Reviews |  Does inflation disproportionately harm the poor?

Reviews | Does inflation disproportionately harm the poor?

The central economic debate in the United States right now is how aggressive the Federal Reserve should be in its efforts to reduce inflation. Few economists argue against the need for higher interest rates to reduce demand, but there are trade-offs, at least in the short term. If monetary policy is too restrictive, we may have an unnecessary recession; if it’s not tight enough, inflation will persist and perhaps take root in people’s expectations, so that it will become more difficult to bring it down later.

Furthermore, there is a question of where to stop: even some economists who have been relatively hawkish, such as Olivier Blanchard, former chief economist of the International Monetary Fund, have argued that bringing inflation down to 3%, rather than the current target of 2 percent would be good enough.

To a large extent, we are talking here about balancing the risks. But how you assess those risks depends in part on how bad inflation really is. And one argument I’ve heard a lot lately is that inflation is bad because it hits low-income households particularly hard.

But is this statement correct? It seems like it should be true. And it’s all too easy to find scenes of unequal hardship in America today, with the 1% or even the upper middle class still living the good life while low-wage workers desperately seek help from food banks.

Inequality, however, is not something that has happened in the past two years; you could have found such scenes at any time over the past few decades, even when inflation was low. And to the extent that low-income families are facing more hardship than a year ago, much of that can be attributed to the expiration of pandemic-era aid, particularly l expansion of the child tax credit.

So what can we say about the effects of inflation, specifically, on low-income families? What the data seems to say is that these families were actually hurt less than families with higher incomes. Certainly, as I will explain in a moment, there is an asterisk on this conclusion, because not everyone faces the same rate of inflation. But there is also an asterisk on this asterisk.

First, let’s note a key fact about the past two years: this era of runaway inflation was also an era of very tight labor markets. And tight labor markets typically lead to wage compression, that is, larger wage increases at the bottom than at the top.

You can clearly see this phenomenon in data from the Atlanta Fed’s Wage Growth Tracker, which among other things calculates annual hourly wage growth by quartile – quarters of the wage distribution:

As you can see, recent wage growth has been consistently faster for the lower quartiles. Over the past year, hourly wages in the first quartile, or lowest quartile, have nearly kept pace with inflation, while well below inflation for the highest paid workers.
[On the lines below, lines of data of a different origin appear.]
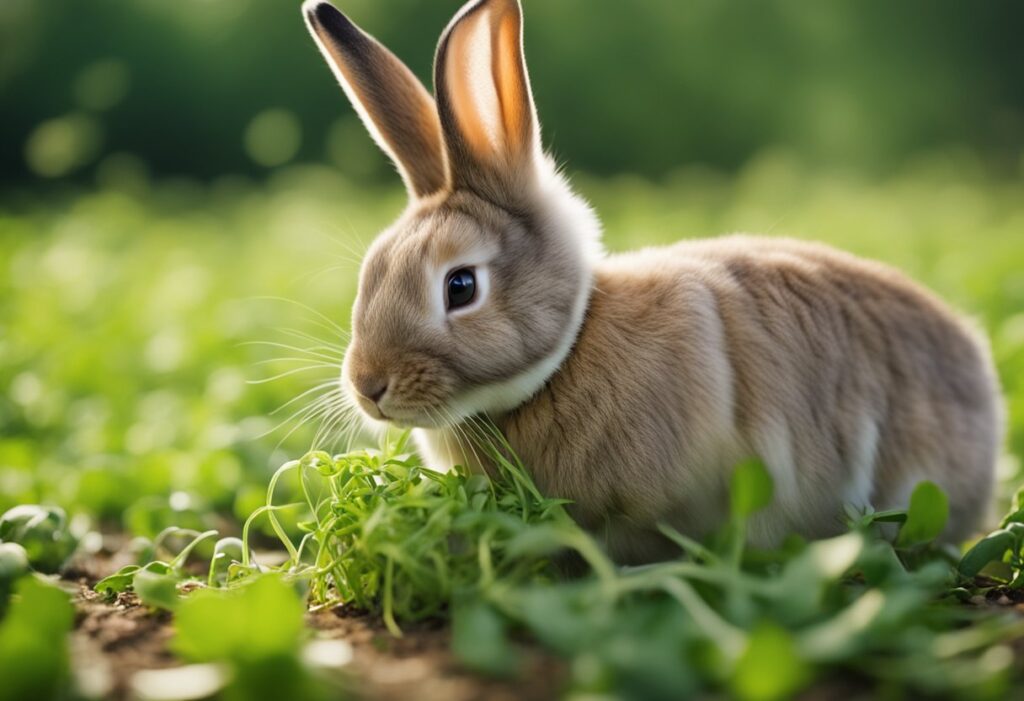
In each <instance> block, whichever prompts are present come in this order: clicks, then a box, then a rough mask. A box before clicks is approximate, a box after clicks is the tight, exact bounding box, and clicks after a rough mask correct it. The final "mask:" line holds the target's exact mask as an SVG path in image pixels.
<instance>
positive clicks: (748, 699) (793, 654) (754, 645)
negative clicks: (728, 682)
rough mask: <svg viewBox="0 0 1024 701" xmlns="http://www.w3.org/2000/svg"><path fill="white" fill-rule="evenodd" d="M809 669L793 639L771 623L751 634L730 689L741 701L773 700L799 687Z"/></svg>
mask: <svg viewBox="0 0 1024 701" xmlns="http://www.w3.org/2000/svg"><path fill="white" fill-rule="evenodd" d="M809 678H810V672H809V670H808V666H807V664H806V663H805V662H804V660H803V659H801V657H800V655H799V654H798V652H797V646H796V644H795V643H794V640H793V638H792V637H791V636H790V633H788V632H786V631H785V630H784V629H783V628H780V627H778V626H777V625H775V624H774V623H764V624H762V625H760V626H758V627H757V628H755V629H754V631H753V632H752V633H751V637H750V641H749V642H748V645H746V650H744V651H743V654H742V655H741V656H740V658H739V660H738V661H737V662H736V668H735V671H734V673H733V676H732V689H733V691H734V692H735V694H736V696H737V697H738V698H740V699H743V700H744V701H774V700H775V699H782V698H788V697H790V696H792V695H793V694H794V692H796V691H798V690H800V688H801V687H803V686H804V685H805V684H806V683H807V682H808V680H809Z"/></svg>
The Labor Economist Arindrajit Dubey estimated the evolution of hourly wages – by decile rather than by quartile – over a longer period, since the start of the pandemic recession. He finds that the real wages of the bottom 40% of workers have actually increased:

A somewhat different measure comes from Realtime Inequality, led by economists at the University of California, Berkeley, which estimates changes in real factor income. Unlike hourly wage estimates, these figures are affected by changes in employment and the number of hours worked; they also include non-wage income such as business owner profits and investment returns. But they tell much the same story, significant gains for the bottom half of the income distribution since January 2021:

It’s true that the top 10% also performed well, which likely reflects higher profits. But again, the lowest paid workers seem to have done relatively well in the face of inflation.

So is the idea that inflation particularly hits low-income families a myth? Well, as I mentioned, there’s an asterisk here. We normally measure inflation using the Consumer Price Index, which tracks the cost of goods and services purchased by the average family. But low-income families spend a higher than average share of their income on food and energy, which are also the categories that have seen the most inflation recently:

My rough calculations suggest that even when these food and energy costs are taken into account, low-income families fare better, not worse, than others, at least in terms of the effects of inflation. . But that somewhat mitigates that difference.

And there is, as I also suggested, an asterisk on the asterisk. What we are really discussing is US policy – ​​and the exceptional rise in food and energy prices is neither the result of US policy nor likely to be affected much by US policy in the future. In other words, if you want to blame the president for high food prices, the president you should blame is called Vladimir Putin.

None of this is to say the Fed shouldn’t try to bring inflation down. But you shouldn’t cite the plight of the poor as the reason for a lack of money. If anything, tight money, by causing more slack in labor markets and therefore more unemployment, will disproportionately hurt the lowest paid workers.